After a little bit I thought about my brothers’ idea for me and the girls. I tried to picture how things would be if we took us a room in some lady’s house. I couldn’t get no picture in my mind, only a smell. There’s a certain smell in a house with only old people in it. When the weather’s hot, or in the winter when the fire is high, that smell pushes itself inside your skin. My mind roused up and asked me, where did I know that smell from, whose house had I ever knowed that only had old people in it, but I smacked back that thought. Didn’t matter. I knowed that smell.
Then out of nowhere, seemed like, a thought come to me—I could get married. I could find me a husband. Mama and the aunts, they was all married by the time they was sixteen or seventeen. Why not me?
My heart started thumping. I could get married, and me and the girls, we could move into his place. I could make us a home, do the cooking and clean house, dress chickens and take in ironing, have me a little garden maybe. Sundays, we could pack up a picnic and go visit William and his wife and the twins. Opal, in my mind’s eye she would make some muslin curtains to hang at the kitchen window. I pictured them curtains, how crisp they would be, how sweet they would smell.

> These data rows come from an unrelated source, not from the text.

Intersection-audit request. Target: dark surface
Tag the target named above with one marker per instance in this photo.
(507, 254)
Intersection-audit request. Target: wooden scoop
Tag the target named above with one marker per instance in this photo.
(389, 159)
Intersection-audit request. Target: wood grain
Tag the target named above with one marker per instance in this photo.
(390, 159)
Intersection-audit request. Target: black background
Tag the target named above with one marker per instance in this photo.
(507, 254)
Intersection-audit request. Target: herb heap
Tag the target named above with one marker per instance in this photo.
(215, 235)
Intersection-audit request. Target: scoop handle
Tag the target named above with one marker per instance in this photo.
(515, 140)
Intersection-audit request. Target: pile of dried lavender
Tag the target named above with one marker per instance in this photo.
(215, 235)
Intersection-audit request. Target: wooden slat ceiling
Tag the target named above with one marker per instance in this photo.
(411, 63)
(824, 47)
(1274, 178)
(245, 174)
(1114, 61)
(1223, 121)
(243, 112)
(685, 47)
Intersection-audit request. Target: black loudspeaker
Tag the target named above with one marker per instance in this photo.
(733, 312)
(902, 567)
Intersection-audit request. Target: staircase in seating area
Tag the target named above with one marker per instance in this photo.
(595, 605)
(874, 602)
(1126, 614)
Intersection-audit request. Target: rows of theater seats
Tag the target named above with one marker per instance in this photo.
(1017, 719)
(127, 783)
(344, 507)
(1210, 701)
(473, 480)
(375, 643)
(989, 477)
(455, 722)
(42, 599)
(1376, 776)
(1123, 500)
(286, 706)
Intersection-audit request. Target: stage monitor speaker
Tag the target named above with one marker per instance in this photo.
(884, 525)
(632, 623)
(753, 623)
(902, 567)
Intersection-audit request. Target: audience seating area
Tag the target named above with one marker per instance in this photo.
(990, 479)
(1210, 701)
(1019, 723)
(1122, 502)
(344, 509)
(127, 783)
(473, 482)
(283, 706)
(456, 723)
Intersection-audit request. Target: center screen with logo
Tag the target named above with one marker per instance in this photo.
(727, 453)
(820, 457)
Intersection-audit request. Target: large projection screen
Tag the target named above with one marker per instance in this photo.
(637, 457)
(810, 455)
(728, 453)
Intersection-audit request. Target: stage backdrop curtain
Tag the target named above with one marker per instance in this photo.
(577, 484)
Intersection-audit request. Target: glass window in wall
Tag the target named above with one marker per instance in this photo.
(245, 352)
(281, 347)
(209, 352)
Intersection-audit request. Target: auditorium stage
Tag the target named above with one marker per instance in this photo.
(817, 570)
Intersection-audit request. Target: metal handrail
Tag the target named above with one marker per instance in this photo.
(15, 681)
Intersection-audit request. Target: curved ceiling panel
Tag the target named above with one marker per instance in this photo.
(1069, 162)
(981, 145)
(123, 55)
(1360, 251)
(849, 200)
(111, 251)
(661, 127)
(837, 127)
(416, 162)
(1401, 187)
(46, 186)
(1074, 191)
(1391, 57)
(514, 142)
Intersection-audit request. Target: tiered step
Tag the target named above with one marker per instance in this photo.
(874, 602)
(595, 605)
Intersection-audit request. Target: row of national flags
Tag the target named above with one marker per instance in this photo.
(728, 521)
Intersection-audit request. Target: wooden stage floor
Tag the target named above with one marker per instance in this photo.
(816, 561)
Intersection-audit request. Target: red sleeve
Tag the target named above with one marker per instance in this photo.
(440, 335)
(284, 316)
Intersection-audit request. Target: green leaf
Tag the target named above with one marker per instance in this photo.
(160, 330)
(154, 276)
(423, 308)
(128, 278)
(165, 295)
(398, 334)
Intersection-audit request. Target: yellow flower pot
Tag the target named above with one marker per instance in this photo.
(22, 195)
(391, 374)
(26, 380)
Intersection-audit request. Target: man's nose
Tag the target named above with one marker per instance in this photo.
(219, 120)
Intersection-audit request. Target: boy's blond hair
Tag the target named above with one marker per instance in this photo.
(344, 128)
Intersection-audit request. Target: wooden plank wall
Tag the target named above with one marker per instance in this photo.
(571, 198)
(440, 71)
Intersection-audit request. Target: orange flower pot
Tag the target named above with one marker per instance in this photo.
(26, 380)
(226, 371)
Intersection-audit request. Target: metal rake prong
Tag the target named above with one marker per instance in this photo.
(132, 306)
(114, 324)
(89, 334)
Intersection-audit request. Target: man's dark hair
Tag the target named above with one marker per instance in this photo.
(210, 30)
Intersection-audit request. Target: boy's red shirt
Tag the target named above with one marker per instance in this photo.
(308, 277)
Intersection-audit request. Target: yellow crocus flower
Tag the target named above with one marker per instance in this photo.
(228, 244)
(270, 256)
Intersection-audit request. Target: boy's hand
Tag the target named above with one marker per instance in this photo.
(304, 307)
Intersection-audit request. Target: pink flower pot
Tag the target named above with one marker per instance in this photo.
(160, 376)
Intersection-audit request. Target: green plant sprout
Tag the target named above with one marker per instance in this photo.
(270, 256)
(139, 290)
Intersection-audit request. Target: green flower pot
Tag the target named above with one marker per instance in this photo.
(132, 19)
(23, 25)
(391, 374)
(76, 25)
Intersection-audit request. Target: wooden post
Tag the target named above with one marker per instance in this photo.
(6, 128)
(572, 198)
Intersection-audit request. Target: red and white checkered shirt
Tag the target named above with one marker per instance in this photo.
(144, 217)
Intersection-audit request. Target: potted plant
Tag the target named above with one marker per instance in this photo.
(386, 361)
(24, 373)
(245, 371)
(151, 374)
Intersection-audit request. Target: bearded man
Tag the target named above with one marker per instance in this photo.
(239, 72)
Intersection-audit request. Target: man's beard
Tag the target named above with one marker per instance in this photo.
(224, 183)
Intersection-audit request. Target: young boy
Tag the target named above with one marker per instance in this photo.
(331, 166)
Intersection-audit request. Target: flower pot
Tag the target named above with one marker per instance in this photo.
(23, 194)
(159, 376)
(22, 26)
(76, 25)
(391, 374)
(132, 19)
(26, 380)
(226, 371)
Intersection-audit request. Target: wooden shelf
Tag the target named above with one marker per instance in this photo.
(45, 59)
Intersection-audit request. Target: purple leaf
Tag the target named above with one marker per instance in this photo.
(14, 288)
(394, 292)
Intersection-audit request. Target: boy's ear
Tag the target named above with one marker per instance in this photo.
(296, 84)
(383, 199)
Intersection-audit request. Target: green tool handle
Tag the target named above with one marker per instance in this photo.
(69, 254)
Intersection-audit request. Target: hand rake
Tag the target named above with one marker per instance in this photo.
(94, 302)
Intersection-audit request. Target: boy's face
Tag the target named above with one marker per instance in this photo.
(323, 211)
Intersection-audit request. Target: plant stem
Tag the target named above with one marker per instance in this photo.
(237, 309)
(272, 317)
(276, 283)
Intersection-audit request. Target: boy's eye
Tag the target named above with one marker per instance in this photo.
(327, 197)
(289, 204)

These pictures come easy to me, though where the husband should be, of course, there was a blank. I’d had a few little sweethearts in school—held hands walking across the schoolyard, passed a few notes—but I knowed that wasn’t the same thing as a husband. And I didn’t know of no man looking for a wife, and I didn’t know how to find me one or, if I found one, how to get him to marry me except like harlots done, and I didn’t know exactly what that was.
After while, laying there, my heart slowed back down. I knowed the what, though I didn’t know the how. Just as I was dropping off to sleep, I seen Alta Bea in my mind. Seemed like if anybody I knowed could figure this out, it was her.
I never pictured shooting myself again, at least not that night.